Question

Julia is skiing along a circular ski trail that has a radius 2.5 km long. She starts at the 3-o'clock position (the easternmost point on the trail) and travels in the counterclockwise direction. Julia stops skiing when she is 1.99 km east and 1.513 km north of the ski trail's center. Imagine an angle with its vertex at the ski trail's center that subtends Julia's path. What is the measure of the angle in degrees?

Answer 1

To find the measure of the angle in degrees, we can use trigonometry.

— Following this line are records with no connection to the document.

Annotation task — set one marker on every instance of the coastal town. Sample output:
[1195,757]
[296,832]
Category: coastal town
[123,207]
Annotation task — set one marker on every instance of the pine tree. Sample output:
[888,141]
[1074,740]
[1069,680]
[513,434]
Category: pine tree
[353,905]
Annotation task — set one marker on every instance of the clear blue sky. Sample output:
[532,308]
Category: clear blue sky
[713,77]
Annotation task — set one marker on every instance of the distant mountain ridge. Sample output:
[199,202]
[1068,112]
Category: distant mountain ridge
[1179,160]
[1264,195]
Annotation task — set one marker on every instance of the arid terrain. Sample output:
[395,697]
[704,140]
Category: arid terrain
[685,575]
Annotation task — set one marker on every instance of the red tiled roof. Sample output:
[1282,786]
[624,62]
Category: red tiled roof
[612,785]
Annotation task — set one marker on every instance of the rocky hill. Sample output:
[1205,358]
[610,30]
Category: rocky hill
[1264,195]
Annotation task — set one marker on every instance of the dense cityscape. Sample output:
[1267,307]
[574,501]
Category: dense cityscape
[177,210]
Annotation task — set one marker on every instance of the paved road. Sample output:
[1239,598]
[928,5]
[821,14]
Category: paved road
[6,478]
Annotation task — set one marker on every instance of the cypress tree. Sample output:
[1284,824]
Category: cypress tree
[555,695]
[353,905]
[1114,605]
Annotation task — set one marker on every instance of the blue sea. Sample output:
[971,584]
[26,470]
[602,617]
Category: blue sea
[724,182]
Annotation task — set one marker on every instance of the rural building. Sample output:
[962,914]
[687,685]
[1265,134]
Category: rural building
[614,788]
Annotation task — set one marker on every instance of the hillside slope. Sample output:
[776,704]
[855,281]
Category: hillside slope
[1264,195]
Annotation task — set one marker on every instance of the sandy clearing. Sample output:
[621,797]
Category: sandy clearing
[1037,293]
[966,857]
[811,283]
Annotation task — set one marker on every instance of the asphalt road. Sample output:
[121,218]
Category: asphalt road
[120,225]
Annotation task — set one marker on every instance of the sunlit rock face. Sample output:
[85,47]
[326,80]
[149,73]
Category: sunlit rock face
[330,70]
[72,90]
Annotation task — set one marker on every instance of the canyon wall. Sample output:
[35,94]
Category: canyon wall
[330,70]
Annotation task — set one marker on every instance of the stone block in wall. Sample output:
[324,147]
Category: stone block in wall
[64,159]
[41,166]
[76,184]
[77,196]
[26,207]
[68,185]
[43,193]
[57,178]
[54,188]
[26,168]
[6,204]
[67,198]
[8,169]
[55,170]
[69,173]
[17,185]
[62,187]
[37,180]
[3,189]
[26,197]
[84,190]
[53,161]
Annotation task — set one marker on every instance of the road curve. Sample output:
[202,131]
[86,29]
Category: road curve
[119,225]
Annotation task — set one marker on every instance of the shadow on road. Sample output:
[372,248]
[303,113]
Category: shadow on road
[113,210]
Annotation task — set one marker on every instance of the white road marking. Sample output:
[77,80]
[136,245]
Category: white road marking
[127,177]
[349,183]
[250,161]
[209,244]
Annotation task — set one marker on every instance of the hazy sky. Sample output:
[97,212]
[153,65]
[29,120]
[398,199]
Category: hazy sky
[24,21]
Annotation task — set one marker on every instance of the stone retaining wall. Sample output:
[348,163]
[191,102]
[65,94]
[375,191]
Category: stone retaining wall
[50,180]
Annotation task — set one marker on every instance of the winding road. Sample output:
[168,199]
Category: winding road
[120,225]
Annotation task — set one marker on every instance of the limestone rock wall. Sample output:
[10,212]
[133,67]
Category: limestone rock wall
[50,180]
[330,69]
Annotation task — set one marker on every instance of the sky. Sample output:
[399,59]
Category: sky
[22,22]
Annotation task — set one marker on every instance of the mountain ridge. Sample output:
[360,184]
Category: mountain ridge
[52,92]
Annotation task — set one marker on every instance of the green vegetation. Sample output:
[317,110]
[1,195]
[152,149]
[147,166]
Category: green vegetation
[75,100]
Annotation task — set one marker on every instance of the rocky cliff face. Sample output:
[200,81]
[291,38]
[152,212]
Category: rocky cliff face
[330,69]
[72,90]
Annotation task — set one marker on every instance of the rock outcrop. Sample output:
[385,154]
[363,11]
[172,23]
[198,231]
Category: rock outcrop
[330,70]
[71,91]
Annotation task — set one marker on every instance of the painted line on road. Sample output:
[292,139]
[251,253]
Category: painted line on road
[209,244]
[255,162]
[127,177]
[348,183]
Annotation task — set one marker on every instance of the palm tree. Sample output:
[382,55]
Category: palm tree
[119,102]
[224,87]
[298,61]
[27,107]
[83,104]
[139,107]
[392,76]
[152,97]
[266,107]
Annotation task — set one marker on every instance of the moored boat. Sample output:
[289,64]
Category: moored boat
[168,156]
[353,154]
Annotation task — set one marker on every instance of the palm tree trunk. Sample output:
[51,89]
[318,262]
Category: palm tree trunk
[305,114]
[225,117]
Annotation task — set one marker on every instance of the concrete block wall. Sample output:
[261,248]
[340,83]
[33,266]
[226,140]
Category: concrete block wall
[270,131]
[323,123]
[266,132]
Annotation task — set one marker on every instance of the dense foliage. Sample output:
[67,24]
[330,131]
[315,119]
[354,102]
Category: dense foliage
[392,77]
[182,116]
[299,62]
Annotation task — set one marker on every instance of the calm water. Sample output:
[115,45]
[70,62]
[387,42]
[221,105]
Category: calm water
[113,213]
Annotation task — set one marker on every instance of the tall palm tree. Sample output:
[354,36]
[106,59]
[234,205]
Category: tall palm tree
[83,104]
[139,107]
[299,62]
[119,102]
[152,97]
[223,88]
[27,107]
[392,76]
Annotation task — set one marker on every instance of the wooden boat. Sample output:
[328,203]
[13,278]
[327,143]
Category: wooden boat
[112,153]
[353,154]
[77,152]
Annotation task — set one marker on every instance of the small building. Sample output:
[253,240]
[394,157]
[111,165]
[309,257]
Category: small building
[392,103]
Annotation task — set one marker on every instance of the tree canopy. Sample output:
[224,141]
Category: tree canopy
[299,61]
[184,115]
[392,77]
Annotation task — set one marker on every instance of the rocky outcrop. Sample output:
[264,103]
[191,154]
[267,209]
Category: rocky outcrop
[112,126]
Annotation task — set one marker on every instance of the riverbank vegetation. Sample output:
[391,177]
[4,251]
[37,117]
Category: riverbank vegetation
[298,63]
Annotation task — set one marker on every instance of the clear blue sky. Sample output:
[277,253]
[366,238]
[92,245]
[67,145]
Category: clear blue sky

By calculating the distance from Julia's stopping point to the ski trail's center using the Pythagorean theorem and then finding the angle using the inverse tangent function, we can determine that the measure of the angle is approximately 37.21 degrees.

Step-by-step explanation:

To find the measure of the angle in degrees, we need to find the angle that Julia's path subtends at the center of the ski trail. Given that Julia stops skiing at coordinates (1.99 km east, 1.513 km north) from the ski trail's center, we can use trigonometry to find the angle.

First, let's calculate the distance of Julia's stopping point from the ski trail's center using the Pythagorean theorem. The distance is given by:

d = sqrt((1.99 km)^2 + (1.513 km)^2) = 2.541 km

Next, we can find the angle using the inverse tangent function:

angle = tan^(-1)(opposite/adjacent) = tan^(-1)(1.513 km/1.99 km) = 37.21 degrees

Therefore, the measure of the angle in degrees is approximately 37.21 degrees.